Generating new data out of modeling results

Question

Hi,

I am a new user of Rapidminer and I have less experience in data mining. I am looking for a way to select lets say the best 20 % of a customer base, based on the results of a decision tree, a neural net or something.

Is there an operator which is able to write a new table considering the result of a previous modeling operator? The ideal case would be an operator, which sets something like a scoring attribute so that I can generate a new table and manually select the top rated data sets.
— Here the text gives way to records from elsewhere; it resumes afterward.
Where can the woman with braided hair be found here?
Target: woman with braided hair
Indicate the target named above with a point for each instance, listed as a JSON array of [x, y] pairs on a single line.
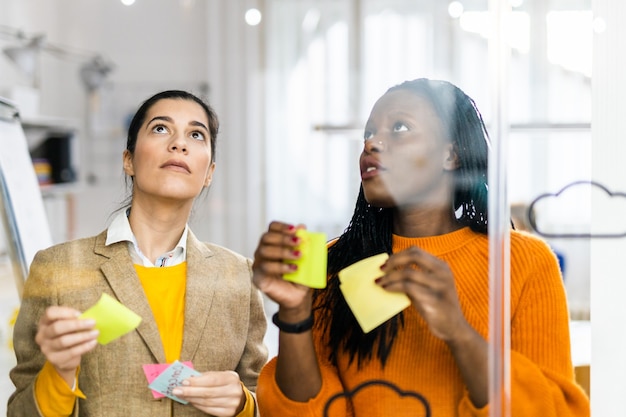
[[423, 201]]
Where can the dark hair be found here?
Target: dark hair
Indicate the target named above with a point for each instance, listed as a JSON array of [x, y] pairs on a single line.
[[370, 229], [140, 117]]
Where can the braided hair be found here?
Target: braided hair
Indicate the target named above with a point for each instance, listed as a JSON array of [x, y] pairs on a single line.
[[370, 229]]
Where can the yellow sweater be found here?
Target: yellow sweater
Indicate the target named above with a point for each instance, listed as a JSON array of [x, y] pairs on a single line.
[[165, 290], [542, 376]]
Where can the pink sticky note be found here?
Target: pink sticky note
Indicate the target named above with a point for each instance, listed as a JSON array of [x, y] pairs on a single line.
[[152, 370]]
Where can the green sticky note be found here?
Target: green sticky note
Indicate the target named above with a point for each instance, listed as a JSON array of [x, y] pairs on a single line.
[[312, 263], [113, 319], [371, 304]]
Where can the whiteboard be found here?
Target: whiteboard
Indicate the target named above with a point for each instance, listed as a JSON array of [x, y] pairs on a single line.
[[22, 209]]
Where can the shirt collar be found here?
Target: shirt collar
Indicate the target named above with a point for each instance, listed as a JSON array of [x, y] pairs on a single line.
[[120, 231]]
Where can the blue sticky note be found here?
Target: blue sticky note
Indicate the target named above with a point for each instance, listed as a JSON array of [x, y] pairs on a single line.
[[171, 378]]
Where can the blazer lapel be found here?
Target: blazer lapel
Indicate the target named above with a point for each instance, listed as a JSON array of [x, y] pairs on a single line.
[[198, 295], [122, 277]]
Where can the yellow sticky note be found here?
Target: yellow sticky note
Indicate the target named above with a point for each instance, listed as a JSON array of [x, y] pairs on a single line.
[[113, 319], [312, 263], [370, 303]]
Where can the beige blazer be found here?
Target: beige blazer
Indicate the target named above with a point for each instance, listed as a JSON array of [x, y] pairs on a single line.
[[224, 325]]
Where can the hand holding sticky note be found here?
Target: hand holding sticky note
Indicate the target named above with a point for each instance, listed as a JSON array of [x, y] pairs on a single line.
[[113, 319], [153, 370], [172, 377], [313, 258], [370, 304]]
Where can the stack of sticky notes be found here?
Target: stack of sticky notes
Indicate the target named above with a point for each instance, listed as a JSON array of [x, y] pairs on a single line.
[[312, 262], [371, 304]]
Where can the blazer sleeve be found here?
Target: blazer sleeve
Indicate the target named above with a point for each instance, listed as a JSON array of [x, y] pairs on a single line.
[[39, 293], [255, 352]]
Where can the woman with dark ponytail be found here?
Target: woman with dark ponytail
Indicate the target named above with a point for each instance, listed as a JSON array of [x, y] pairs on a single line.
[[423, 201]]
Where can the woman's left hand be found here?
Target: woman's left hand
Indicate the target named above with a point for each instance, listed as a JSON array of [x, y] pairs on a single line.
[[215, 393], [429, 283]]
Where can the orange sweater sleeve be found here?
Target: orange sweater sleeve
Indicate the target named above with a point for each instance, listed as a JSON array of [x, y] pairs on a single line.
[[273, 402], [542, 375], [54, 397], [249, 407]]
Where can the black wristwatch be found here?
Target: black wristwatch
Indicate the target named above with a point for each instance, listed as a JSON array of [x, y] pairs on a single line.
[[300, 327]]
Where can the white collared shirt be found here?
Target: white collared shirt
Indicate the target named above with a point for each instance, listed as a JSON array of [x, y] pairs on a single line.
[[120, 231]]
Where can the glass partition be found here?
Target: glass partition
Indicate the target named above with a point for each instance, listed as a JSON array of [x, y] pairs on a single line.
[[329, 61]]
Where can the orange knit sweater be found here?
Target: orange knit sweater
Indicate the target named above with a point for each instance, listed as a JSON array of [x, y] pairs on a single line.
[[422, 368]]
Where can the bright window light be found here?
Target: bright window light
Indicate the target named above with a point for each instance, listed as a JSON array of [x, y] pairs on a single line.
[[455, 9], [253, 17], [570, 40]]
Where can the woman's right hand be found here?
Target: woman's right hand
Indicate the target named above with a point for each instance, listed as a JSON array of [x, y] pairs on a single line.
[[277, 245], [64, 338]]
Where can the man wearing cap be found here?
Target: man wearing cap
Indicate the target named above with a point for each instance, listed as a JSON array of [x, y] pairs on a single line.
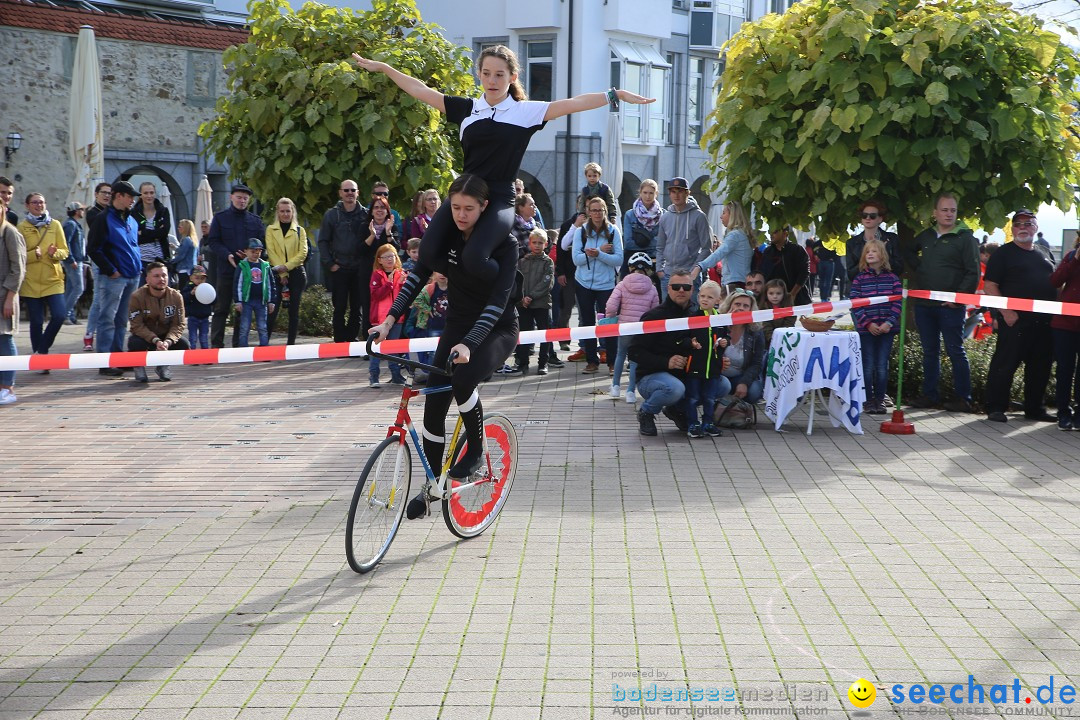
[[342, 245], [158, 320], [1021, 269], [228, 238], [112, 243], [684, 239], [945, 258], [73, 262], [661, 358]]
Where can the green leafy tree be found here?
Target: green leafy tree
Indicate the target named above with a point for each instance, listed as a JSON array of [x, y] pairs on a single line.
[[299, 118], [838, 100]]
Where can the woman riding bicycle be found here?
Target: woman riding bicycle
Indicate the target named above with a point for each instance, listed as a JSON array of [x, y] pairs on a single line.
[[495, 133], [481, 327]]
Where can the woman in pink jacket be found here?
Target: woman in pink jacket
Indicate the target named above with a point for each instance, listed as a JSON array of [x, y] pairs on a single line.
[[386, 283], [632, 297]]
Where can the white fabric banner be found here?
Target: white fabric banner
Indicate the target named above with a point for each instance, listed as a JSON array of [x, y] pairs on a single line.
[[799, 361]]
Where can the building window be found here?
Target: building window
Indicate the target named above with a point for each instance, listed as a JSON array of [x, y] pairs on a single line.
[[642, 69], [538, 69]]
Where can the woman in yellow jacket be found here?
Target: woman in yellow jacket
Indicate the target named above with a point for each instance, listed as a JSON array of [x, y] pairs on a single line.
[[287, 248], [45, 246]]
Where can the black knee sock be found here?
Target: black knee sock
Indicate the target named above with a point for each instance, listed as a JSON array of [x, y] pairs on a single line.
[[472, 418]]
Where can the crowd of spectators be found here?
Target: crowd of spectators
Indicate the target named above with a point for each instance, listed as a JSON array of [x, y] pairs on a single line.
[[649, 262]]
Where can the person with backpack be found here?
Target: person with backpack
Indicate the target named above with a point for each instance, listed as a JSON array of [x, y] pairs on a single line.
[[640, 225]]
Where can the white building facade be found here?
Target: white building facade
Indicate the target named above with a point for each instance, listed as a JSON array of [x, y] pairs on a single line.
[[662, 49]]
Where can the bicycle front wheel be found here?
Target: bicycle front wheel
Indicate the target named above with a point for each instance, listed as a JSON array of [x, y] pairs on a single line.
[[378, 503], [471, 505]]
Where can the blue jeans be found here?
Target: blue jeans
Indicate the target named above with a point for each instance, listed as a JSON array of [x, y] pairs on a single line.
[[700, 391], [257, 308], [112, 313], [72, 287], [939, 323], [395, 369], [620, 363], [589, 302], [876, 351], [658, 391], [41, 341], [826, 271], [199, 333], [754, 390], [8, 349]]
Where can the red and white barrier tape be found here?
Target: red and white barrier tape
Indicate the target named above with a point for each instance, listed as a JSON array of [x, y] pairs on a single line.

I would be grateful for any help.

Dolf · Answer

Hi Marius, thank you very much. I have an another problem. In my example code I discretize attribute 1 creating 10 bins. If I switch to the results view and activate the bars chart with these 10 bins in the x-axis, the bars are listed in alphabetical order (range1, range10, range2...). If I use the replace operator and replace the values manually, e.g. range1 with 01, it replaces also range10 with 010 :-[ Is there a way to put the bars into correct order? Or better: is there a way to name the bins right from the start as I want (as I can do it in KNIME ;D)?

MariusHelf · Answer

Hi, in RapidMiner we separate the steps of model creation (training) and model application. From your description it seems that so far you only did the training step which results in a decision tree. Now you can apply that decision on new data. The result will be an example set with three additional attributes: the prediction (e.g. true or false), and so-called confidences. The confidence is a measure of how sure or confident the model is, that the input data is of a certain class. Please have a look at the attached process for a basic example of model training and application. In addition to the aforementioned operators, the process uses the Split operator to divide the input data into a set for training and a set for application. For a deeper understanding of RapidMiner's concept I would like to direct your attention to our video tutorials and other documentation resources on our website at http://rapid-i.com . You'll find all the documentation in the Documentation menu on top of the website. Best regards, Marius

Dolf · Answer

I'll try to exemplify my request. Let's say I have a data table containing several attributes about 1000 customers. Now I would like to know the probability, if they will buy a special product. I want to choose the best 20 % with the best response probability, based on a decision tree.

In cases like this KNIME decision tree gives me the option to append columns with normalized class distribution to the table, so that I can choose my best 20 % out of it. In contrast with KNIME, the decision tree operator of rapidminer delivers only a tree which doesn't solve my problem.